Whatever the reason Joseph went for the window, the result is that it ended the attack. Willard Richards and John Taylor left Carthage alive.
It’s personal to me, because that was my family being persecuted.
So, why does it continue? Why are there people out there who still work to try and negate the good that my ancestors have done by exploiting and misrepresenting their humanity? It’s pretty simple to trace the pathology actually.
They are terrified that people might think that the persecution of my people and my family legitimizes our belief that God called a prophet to restore the fullness of the gospel and the priesthood authority that had been lost in apostasy after the martyrdom of Jesus Christ and his apostles.
They don’t believe it, so they try to say that we were never persecuted; that we deserved the hardships that came to us because of our foolish choices and our false beliefs.

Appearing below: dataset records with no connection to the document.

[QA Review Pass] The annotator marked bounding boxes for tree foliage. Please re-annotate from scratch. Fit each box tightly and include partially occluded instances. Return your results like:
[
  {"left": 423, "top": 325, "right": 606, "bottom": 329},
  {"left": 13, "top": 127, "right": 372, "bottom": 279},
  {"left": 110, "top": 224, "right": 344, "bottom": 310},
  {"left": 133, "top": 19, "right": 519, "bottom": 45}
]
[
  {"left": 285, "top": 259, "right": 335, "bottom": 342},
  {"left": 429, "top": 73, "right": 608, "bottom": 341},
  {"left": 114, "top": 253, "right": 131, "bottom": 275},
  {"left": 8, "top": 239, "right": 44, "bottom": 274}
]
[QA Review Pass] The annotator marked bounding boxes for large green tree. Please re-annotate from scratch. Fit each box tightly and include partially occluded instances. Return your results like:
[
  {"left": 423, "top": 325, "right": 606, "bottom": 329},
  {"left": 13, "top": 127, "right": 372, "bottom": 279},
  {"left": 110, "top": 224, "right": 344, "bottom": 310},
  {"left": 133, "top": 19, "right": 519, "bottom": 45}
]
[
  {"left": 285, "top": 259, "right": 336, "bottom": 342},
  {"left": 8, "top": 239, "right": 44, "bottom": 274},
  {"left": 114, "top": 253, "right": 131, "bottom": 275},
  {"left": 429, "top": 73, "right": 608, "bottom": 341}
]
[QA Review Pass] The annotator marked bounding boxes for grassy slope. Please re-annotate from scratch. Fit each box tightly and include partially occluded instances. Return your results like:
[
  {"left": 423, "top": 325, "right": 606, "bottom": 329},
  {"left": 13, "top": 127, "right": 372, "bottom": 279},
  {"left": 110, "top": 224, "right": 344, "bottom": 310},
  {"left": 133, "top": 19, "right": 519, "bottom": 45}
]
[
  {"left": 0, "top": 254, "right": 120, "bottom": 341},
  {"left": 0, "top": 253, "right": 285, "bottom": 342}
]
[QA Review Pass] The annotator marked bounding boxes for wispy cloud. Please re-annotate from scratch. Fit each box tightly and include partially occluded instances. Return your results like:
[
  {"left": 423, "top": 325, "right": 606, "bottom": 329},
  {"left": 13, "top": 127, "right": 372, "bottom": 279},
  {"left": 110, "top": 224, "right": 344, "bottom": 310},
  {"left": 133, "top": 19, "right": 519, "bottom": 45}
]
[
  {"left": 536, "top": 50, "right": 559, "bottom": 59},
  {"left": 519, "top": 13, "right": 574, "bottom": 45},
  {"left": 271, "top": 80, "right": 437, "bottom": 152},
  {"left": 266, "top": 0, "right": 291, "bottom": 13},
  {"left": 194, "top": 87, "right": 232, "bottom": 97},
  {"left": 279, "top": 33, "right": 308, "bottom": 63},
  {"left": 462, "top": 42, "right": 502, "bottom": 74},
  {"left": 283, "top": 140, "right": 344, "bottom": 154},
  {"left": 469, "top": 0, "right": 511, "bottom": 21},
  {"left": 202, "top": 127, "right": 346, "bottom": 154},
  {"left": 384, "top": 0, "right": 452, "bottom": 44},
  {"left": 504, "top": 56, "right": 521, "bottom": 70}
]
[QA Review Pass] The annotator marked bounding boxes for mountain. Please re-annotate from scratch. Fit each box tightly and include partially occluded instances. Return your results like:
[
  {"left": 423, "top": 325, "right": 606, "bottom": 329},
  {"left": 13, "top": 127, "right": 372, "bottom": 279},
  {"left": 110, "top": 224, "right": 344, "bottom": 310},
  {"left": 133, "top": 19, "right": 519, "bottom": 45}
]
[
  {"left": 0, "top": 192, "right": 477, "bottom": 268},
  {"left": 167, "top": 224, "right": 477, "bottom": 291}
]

Interestingly enough, this constitutes further persecution.
Christian Brethren, anyway you turn this, it still looks like a big smelly pile of excrement of bull to me. Jesus had a lot to say about how you should treat your neighbor and what you should do with your time, especially a particularly lovely Tuesday night in Manti. Help a neighbor with yard work? Go to a spiritually uplifting pageant? Stay home and read the Bible?
I’ll admit that it hurts my heart a little that my Church almost seems ashamed to depict the martyrdom with all its details. I don’t think we have anything to be ashamed off.
I was thinking about this a lot last week. This morning, while reading the scriptures, I came across this verse in Alma that really spoke to me.
I would that ye should do as I have done, in remembering the captivity of our fathers; for they were in bondage, and none could deliver them except it was the God of Abraham, and the God of Isaac, and God of Jacob; and he surely did deliver them in their afflictions. - Alma 36:2
The context is talking about different fathers and different bondage, but the God is the same. God of Abraham. God of Isaac. God of Jacob. God of Joseph and Hyrum. God of Ailsa.
By the world’s definition, Joseph Smith Jr. was a martyr. However, what the world thinks really doesn’t matter. It may have been the world who imprisoned Joseph, but God Delivered him. His final worlds, “Oh Lord, my God,” were directed towards his maker and mine. Nothing that any anti-Mormon nutcase or sophisticated intellectual philosopher can say will ever change that Joseph Smith met his maker as a martyred prophet. I know that this is true because it had been confirmed to repeatedly by the Holy Ghost, most recently, while I read a verse in Alma chapter thirty-six verse two.
My fathers were in bondage and none could deliver them except it was their God.